The longer-term goals for the acquisition are to create a global sports retail platform and leverage that expanded international presence to strengthen brand partnerships, according to Dick’s.

While Foot Locker did scale back its international business in 2024 with closures in South Korea, Denmark, Norway, and Sweden, the company remains a global player. As of February 1, the sneaker outlet operated 2,410 stores across 26 countries, with just 677 locations in the US. For comparison, all 856 of Dick’s locations are located in the United States.

One thing the newly combined businesses shared is their heavy reliance on a single vendor: Nike, which made up 25% of Dick’s merchandising purchases in 2024, and 59% of Foot Locker’s. Nike notably is in the middle of reprioritizing its wholesale distribution after pulling back on that segment and focusing instead on more direct channels. In May, the brand returned to Amazon after a six-year hiatus, for instance.
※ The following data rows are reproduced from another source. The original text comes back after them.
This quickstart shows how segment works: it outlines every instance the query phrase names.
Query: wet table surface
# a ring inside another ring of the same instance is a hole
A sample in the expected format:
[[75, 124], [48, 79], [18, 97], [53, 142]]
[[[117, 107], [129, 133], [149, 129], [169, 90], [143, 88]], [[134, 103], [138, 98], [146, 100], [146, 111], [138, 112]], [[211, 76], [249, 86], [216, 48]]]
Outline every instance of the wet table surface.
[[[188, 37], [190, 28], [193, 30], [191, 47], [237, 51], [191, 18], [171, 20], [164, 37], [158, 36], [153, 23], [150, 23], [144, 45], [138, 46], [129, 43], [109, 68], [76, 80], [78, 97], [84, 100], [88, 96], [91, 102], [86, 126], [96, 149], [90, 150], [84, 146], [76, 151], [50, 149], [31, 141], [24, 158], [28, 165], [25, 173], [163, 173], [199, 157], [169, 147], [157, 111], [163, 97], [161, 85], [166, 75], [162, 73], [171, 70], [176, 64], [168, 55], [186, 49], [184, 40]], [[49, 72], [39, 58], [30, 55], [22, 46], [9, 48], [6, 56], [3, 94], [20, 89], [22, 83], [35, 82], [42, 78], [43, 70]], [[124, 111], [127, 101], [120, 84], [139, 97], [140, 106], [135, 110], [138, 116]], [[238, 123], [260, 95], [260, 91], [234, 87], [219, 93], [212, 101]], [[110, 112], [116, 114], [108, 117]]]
Asked by an analyst about whether she thought Nike’s new segmentation would be favorable to Dick’s, CEO Lauren Hobart said, “Nike and all of our brands do a good job segmenting, and we are expecting this will be no different. We expect minimal overlap.”

She also acknowledged that Nike is making “an effort to clean up the marketplace,” which is likely motivating their segmentation strategy.